アーサーがカタリナ国民に説明した策は二つある。一つ目は防御障壁による時間稼ぎである。
カタリナ城全体にエルザの大地の防御障壁が貼られているが金色の瞳を使用していない為、無敵ではないし継続時間も限られている。いつかは剥がれるのだーー。
二つ目は街の教会にも炎の防御障壁を貼っている。
アーサーは皆には言わなかったがカタリナ城に目を向けて教会へ女、子供を逃がす作戦である。教会には勿論、ソフィアもいた。
カタリナ城に戦える男性を残し、万が一バンディッツが間に合わず障壁が剥がれて攻めてこられた時に少しでも時間稼ぎが出来るようにという作戦だ。
今のアーサーに考えられる苦渋の策だった。
「アーサー様、大丈夫です?顔色が・・」
疲労が顔に滲み出ているアーサーにソフィアが気遣う。
「障壁を二つ同時に出して更に城の障壁に集中しているのでね・・・」
アーサーは苦笑いを浮かべる。
「城は明らかに障壁が分かるけど、教会は一見普通の教会にしか見えない筈だ。教会が倒壊した時と教会の地下室の扉に誰かが手を掛けた時に緊急発動する障壁をかけている」
リサの緊急障壁をソフィアに説明するアーサーの息は荒ただしかった。
「何としても守りきらなきゃ」アーサーは改めて狭い教会の地下室を見渡す。避難しているほとんどが女、子供だ。
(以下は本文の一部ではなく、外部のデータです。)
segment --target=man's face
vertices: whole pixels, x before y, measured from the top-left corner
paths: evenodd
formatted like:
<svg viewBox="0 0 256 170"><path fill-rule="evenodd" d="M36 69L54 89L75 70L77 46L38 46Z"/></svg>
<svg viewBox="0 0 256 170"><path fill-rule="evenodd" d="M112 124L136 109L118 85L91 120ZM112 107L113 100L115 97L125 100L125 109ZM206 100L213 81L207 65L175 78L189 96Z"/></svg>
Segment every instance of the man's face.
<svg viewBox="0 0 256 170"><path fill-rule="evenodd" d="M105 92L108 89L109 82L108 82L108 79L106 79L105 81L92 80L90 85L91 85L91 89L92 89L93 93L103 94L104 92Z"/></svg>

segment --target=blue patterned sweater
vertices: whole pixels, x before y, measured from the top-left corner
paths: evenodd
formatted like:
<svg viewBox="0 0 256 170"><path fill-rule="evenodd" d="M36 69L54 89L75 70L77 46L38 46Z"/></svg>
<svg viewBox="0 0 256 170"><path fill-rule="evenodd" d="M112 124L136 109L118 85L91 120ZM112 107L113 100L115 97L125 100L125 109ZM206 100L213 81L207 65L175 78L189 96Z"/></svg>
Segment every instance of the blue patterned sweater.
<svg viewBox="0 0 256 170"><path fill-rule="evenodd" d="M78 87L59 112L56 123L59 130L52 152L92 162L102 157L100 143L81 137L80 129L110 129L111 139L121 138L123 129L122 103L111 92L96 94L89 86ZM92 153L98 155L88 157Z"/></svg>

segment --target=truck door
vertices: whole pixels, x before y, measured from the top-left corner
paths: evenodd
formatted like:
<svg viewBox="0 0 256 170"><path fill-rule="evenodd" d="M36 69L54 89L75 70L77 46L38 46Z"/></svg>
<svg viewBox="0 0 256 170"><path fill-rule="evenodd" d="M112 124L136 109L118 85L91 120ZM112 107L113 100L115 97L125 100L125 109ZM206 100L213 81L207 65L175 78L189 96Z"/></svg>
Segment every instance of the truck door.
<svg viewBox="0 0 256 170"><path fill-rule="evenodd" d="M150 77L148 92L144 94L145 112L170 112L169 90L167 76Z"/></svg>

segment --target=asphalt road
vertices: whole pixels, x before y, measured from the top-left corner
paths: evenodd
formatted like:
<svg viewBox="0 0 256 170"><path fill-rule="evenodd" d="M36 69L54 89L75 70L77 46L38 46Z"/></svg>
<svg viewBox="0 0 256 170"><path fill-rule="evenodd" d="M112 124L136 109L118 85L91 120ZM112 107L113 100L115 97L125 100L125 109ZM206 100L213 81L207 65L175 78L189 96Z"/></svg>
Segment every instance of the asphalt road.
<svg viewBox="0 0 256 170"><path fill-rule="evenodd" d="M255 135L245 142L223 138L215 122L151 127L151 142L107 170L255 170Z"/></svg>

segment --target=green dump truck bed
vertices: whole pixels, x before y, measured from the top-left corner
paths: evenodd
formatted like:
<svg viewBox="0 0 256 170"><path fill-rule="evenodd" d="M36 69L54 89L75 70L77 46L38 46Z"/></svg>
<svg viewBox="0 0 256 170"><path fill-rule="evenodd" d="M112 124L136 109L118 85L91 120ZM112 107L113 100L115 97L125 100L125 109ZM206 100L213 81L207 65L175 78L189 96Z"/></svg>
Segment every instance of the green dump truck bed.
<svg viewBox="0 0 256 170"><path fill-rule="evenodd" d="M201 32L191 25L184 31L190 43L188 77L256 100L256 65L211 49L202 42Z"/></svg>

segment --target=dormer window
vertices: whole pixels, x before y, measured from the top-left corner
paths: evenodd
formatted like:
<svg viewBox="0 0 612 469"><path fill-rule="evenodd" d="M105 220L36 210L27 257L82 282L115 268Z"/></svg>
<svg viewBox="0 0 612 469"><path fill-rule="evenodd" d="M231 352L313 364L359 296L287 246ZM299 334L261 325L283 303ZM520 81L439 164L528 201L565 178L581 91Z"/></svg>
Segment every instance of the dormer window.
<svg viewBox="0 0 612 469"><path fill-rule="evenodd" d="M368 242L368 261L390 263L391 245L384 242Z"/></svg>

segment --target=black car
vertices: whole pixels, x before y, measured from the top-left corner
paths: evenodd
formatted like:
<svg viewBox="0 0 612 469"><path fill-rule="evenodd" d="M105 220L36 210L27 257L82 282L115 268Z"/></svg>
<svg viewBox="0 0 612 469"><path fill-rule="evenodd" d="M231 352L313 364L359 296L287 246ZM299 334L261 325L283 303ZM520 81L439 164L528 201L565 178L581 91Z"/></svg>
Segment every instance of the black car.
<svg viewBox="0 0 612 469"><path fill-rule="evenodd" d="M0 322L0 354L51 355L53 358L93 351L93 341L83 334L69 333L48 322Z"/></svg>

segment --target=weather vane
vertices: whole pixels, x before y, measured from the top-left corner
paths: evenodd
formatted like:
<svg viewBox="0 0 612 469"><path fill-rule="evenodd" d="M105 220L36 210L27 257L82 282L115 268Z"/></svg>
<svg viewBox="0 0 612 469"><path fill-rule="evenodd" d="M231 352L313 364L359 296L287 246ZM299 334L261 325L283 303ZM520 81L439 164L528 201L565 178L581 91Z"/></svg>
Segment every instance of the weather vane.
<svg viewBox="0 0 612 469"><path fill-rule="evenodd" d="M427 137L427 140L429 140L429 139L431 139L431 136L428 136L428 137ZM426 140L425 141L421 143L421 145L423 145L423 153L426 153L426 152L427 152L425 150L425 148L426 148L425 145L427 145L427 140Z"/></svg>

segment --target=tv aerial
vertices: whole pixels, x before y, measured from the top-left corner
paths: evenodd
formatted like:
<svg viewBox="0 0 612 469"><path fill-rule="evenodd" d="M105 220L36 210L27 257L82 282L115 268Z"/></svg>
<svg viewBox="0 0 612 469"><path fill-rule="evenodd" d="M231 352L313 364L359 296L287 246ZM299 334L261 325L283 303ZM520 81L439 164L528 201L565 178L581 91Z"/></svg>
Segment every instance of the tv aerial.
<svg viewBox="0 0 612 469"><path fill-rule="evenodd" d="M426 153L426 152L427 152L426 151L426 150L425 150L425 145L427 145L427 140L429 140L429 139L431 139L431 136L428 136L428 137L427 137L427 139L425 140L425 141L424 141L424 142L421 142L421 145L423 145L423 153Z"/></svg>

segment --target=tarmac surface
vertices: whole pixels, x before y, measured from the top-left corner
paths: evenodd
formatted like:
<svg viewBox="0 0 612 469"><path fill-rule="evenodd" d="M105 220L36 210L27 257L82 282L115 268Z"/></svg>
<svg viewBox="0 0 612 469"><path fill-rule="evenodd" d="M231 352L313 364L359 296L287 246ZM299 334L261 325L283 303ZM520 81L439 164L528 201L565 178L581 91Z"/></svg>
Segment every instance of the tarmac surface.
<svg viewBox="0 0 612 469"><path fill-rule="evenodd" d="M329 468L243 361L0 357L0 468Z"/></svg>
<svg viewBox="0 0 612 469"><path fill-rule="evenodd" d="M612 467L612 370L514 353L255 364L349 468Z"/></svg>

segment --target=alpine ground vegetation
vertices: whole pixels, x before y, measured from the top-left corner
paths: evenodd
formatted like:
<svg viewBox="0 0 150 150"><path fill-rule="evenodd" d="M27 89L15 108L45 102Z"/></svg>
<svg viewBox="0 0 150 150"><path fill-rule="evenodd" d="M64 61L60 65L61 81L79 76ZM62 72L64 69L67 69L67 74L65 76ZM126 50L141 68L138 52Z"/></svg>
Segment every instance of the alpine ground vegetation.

アーサーのこの強い思いは三人の精霊にもリンクして伝わるーー。
『分かってますアーサー様、絶対このお城を守ってみせますなの!! 』
☆
「はあ、はあ、城の障壁が後、少ししか保たない・・・エルザの奴相当疲労しているな。ただの魔法攻撃じゃないのか?」
攻撃される度にまるで魔力を削られている感覚がエルザによって伝わってくる。 その度にエルザに精神力・気力・体力を吸いとられているようだった。
三人の精霊が魔法を発動させるには契約している人間の精神力・気力・体力を使用して発動させているのだ。
「ああーーしんどい。レーベンハートさんの頼みを放っておけば良かったのかな」
『放っておけない癖に。良く言うわね』
リサがリンクテレパシーで話しかけてきた。
『そうやって、お節介をやいて私達のことも契約してくれたし、ホーエンハイムやデーモンズゲートのことも助けたじゃない』
「そうだっけ? 覚えたないな」
『ふふふ』
素直じゃないアーサーに微笑むシルフィー。
「お前らが居たから俺も頑張れたんだ!もう少し踏ん張ってくれよ!」
『勿論なの』
『任せて! いつでも準備してるわよ』
『ふふふ。アーサーの為なら』
「マヂで、早く来てくれ。バンディッツ」
帝国軍攻撃開始から一時間経過したーー。